There was a sharp contrast in Walorski’s take on it all, which she offered to the media halfway through her Monday meetings.
“I’m thrilled,” she said. “And I’m thrilled to be able to have the opportunity to sit down and actually talk – listen to folks, but also have dialogue.”
Walorski said her Mishawaka office on the corner of Lincolnway East and Church Street holds office hours each day.
She said she supports an open door policy, but she resisted committing to holding a town hall.
“I really love the idea of being able to sit down and actually have conversations with folks, to be able to drive down past maybe just one or two issues,” said Walorski. “I think other environments are somewhat difficult.”
Some who met with her on Monday said it took months to set up the 30-minute meetings they were invited to – and some said, afterward, that their meeting times were cut short because of overbooking.
Most people who met with Walorski said they still want her to participate in a town hall – one has even been scheduled for April 9 at the Century Center in South Bend that Walorski has been invited to.
But at her office Monday, she would not commit to going.
‘Is there a specific reason you won’t attend that town hall or another town hall that may be set up?’ asked ABC57’s Taylor Popielarz. ‘Is there a specific reason holding you back?’
“You know, no, there really isn’t,” said Walorski. “Other then, the open dialogue that we’ve had has been very productive.

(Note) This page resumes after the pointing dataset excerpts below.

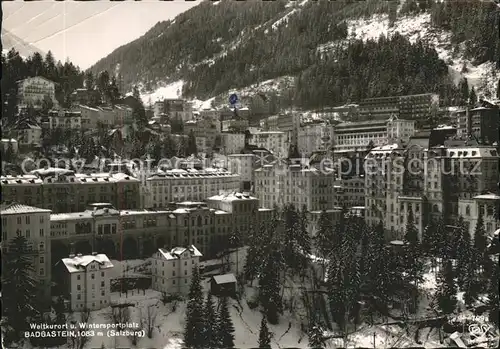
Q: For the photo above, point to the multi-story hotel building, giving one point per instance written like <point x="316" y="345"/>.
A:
<point x="62" y="190"/>
<point x="480" y="123"/>
<point x="126" y="234"/>
<point x="179" y="185"/>
<point x="33" y="223"/>
<point x="350" y="192"/>
<point x="232" y="143"/>
<point x="441" y="180"/>
<point x="314" y="137"/>
<point x="65" y="119"/>
<point x="411" y="107"/>
<point x="485" y="205"/>
<point x="242" y="208"/>
<point x="174" y="108"/>
<point x="33" y="91"/>
<point x="86" y="282"/>
<point x="29" y="135"/>
<point x="274" y="141"/>
<point x="283" y="183"/>
<point x="202" y="128"/>
<point x="172" y="270"/>
<point x="243" y="165"/>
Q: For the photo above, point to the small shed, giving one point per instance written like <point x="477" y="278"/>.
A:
<point x="223" y="285"/>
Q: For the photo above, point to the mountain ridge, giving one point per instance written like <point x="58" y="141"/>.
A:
<point x="10" y="40"/>
<point x="235" y="44"/>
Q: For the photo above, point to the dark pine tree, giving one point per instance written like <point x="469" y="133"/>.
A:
<point x="447" y="291"/>
<point x="194" y="333"/>
<point x="191" y="144"/>
<point x="211" y="324"/>
<point x="464" y="254"/>
<point x="315" y="336"/>
<point x="19" y="289"/>
<point x="493" y="298"/>
<point x="225" y="325"/>
<point x="264" y="335"/>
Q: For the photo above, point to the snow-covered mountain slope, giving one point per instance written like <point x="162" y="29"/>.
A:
<point x="483" y="78"/>
<point x="9" y="41"/>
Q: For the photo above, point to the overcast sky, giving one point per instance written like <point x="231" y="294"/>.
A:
<point x="86" y="31"/>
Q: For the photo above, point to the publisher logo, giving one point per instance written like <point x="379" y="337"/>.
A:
<point x="478" y="330"/>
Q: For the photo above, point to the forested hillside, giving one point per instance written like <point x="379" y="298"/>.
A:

And I think that we’re going to continue with an open door…a lot of issues come up when you have a chance to have real dialogue.”
Walorski did say safety was not a concern holding her back from participating in a town hall – since there have been some contentious ones across the country recently.
But there was a Mishawaka police officer inside the lobby of her office all day on Monday.
Walorski’s spokesman said they were following recommendations by the U.S. Capitol Police in case there were demonstrations that got out of hand.
One other concern voiced by those who met with Walorski is that weekday office hours held during regular business hours are not conducive for people who may not be able to call off from work or hire a babysitter.
Many people said that’s why the town hall on Sunday, April 9 would be a more appropriate time to meet.